Title: Darling Rose Gold
Author: Stephanie Wrobel

Author website: https://stephaniewrobel.com/
Publisher: Berkley
Published: 2020
Pages: 311
Genre: Psychological Suspense
Summary: Patty Watts is being released from prison after five years, and to everyone’s surprise, her daughter, Rose Gold Watts, has offered to let her live with her and her new baby. This is surprising because Rose Gold is the reason Patty was in prison, having testified against her mother for aggravated child abuse. Patty had been poisoning her daughter’s food for most of her life, making her appear sick and benefiting from the attention that gave her.
As mother and daughter begin to settle into a new life, the reader will question how contrite Patty is, how complicit Rose Gold is, and who is really in control throughout the story.
My take: This is a dark story. You are going to be reading from the perspective of a sociopath throughout the story. Wrobel spends a good portion of the book focusing on Rose Gold’s life after her mother’s imprisonment and how it wasn’t the vast improvement everyone thought it would be. Rose Gold is gullible and desperate for attention and affection and she’s finding her way in the world mostly alone. I like that this story challenges the idea that once you get a child out of a bad situation, that everything will just magically be better. All of the sudden with Rose Gold, we have a young women who has never had to take care of herself before. She looks like an adult on the outside, but she is still very much a child from an emotional standpoint.

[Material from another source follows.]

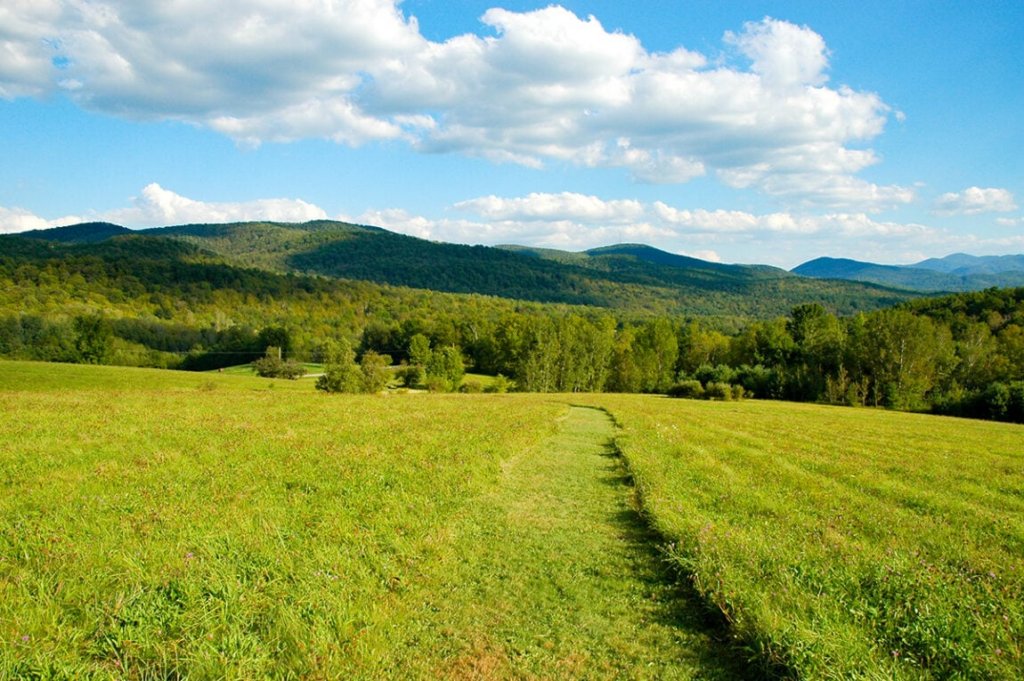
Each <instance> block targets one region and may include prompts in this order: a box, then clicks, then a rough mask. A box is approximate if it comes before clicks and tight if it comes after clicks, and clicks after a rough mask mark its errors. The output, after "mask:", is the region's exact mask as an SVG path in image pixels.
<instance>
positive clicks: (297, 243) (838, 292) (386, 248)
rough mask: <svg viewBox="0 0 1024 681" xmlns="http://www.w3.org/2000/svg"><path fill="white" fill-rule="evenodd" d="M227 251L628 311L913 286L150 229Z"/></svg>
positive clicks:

The twists in this story come rapidly at the end and you will constantly have the nagging feeling that something more is happening but you don’t fully grasp it. I really enjoyed that as each piece of the puzzle slotted into place, I felt that the reader had been given all of the set-up they needed (no one likes an ending that doesn’t have a solid lead-up).
It’s hard to describe reading a story this dark as an enjoyable experience, but I did have trouble putting it down once I got going. I liked the cat and mouse nature of the two main characters and trying to figure out who was playing who. I also felt that the length of the story was perfect: not too much description, not so much action that we didn’t see development. The cover design was also really haunting considering it’s a pink cover.
This book came out right after the Gypsy Rose Blanchard case was getting a lot of media attention (Gypsy Rose was sentenced in 2016) and it is obviously resurging again now that Gypsy Rose has been released from prison. I can’t help looking for this character when I see images of Gypsy Rose now. The themes are certainly similar and the case is mentioned in the author’s acknowledgements page.
If you missed this one when it first came out and you like dark psychological suspense, I would recommend circling back around to it.
My rating: 3 stars
It’s pretty good for what it is, but psychological suspense where I can’t root for any of the characters just isn’t my preference.